Decía Freud que la psicología individual, “al mismo tiempo y desde un principio”, es psicología social. Pensemos qué nos pasó. Las respuestas no estarán en la psicopatología o “falta de valores”. Quizás, la factura de décadas de abandono de la vida fundamental y colectiva.

Cuando la gente está a su suerte, en Miraflores o Los Olivos, se normaliza aquello de que en el Perú la vida no vale nada. Si no vale, ¿para qué la mascarilla y la distancia social?

El desorden espontáneo

Por: Ricardo Falla Carrillo, filósofo. Director de Humanidades UARM

Cada día que transcurre asistimos a eventos que anuncian el inminente colapso social y cultural de nuestro país. En la medida que se acerca, vemos cómo se acelera el proceso de desgaste de nuestras instituciones, se evidencian las limitaciones de agentes políticos y gremiales, y observamos una creciente tendencia de la población a relajar, temerariamente, las medidas de control y cuidado sanitario. Esta situación de desgaste general, sigue mostrándonos más ejemplos de una sociedad en emergencia cultural antes de la pandemia.

La anomia desbordada que muchos están observando, algunos recién descubriendo, tiene explicaciones. Sin embargo, bajo las condiciones actuales, estas son limitadas. Pues todavía la realidad no muestra toda la crudeza que podría evidenciar en breve. Y porque la necesidad de explicar este proceso de colapso integral requerirá el esfuerzo intelectual de toda una generación. Sin embargo, hay algunos hitos explicativos. Algunos de ellos están en la economía, en su intersección con la cultura. Sobre todo, en los efectos culturales del modelo económico que se implantó en el Perú a partir de 1990.

Ese régimen político-económico que ha continuado hasta nuestros días, no tuvo los elementos intelectuales, ni referentes éticos sociales para entender la magnitud del reto que acarreaba el “desborde popular”.

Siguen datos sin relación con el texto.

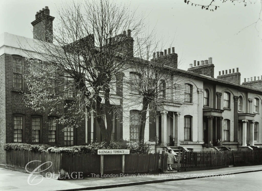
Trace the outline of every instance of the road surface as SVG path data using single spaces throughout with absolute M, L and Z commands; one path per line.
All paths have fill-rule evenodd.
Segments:
M 262 190 L 262 171 L 149 184 L 103 190 Z

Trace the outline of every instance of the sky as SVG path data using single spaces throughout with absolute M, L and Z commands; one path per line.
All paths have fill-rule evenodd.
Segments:
M 192 1 L 196 3 L 210 1 Z M 57 17 L 63 1 L 0 0 L 0 34 L 6 32 L 32 38 L 31 23 L 36 12 L 48 6 L 50 15 Z M 124 1 L 114 1 L 118 4 Z M 262 22 L 259 20 L 256 25 L 248 26 L 260 17 L 262 18 L 260 0 L 250 0 L 245 7 L 242 3 L 222 3 L 216 0 L 215 4 L 220 7 L 214 12 L 188 5 L 184 0 L 124 2 L 131 10 L 145 16 L 149 30 L 154 29 L 158 37 L 167 45 L 164 49 L 170 45 L 175 47 L 180 61 L 179 68 L 186 70 L 194 60 L 211 57 L 215 77 L 219 71 L 237 67 L 241 73 L 241 83 L 244 78 L 262 75 Z M 58 21 L 55 19 L 54 26 Z

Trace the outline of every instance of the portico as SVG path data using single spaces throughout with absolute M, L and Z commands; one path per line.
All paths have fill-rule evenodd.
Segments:
M 222 110 L 212 108 L 203 109 L 203 137 L 205 144 L 211 147 L 213 144 L 221 146 L 223 141 Z

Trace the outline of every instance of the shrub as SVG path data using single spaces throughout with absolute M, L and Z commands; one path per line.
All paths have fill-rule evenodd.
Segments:
M 121 140 L 111 141 L 107 145 L 105 142 L 94 142 L 88 145 L 74 146 L 68 147 L 51 146 L 48 145 L 30 145 L 26 143 L 12 143 L 5 144 L 6 151 L 27 150 L 34 152 L 45 151 L 54 153 L 64 153 L 67 154 L 97 153 L 100 149 L 128 149 L 130 153 L 146 154 L 150 151 L 150 146 L 143 143 Z
M 30 151 L 34 152 L 42 152 L 46 150 L 50 146 L 48 145 L 36 144 L 31 145 L 27 143 L 7 143 L 4 146 L 6 151 Z

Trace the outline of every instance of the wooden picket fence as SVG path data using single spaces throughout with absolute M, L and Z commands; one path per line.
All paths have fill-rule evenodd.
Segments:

Así, lejos de propiciar la construcción de una ciudadanía autónoma e ilustrada, se optó por mantener a la mayoría de nuestros compatriotas en condición de “mano de obra barata” o de “consumidor”. Se siguieron reproduciendo pautas de comportamiento “premodernas”, poco adaptables a un escenario que implica aceptar restricciones de manera utilitaria.

En nuestro “desorden espontáneo” no emerge una subjetividad capaz de asumir corresponsabilidades.

La palabra

Jorge Yamamoto, psicólogo social

“Acá debe haber una revolución en valores. Hay que rediseñar de cero la estructura curricular. Y los padres deben saber: lo mejor no es el cartón, igual puede crear un corrupto. La mejor herencia: los valores”.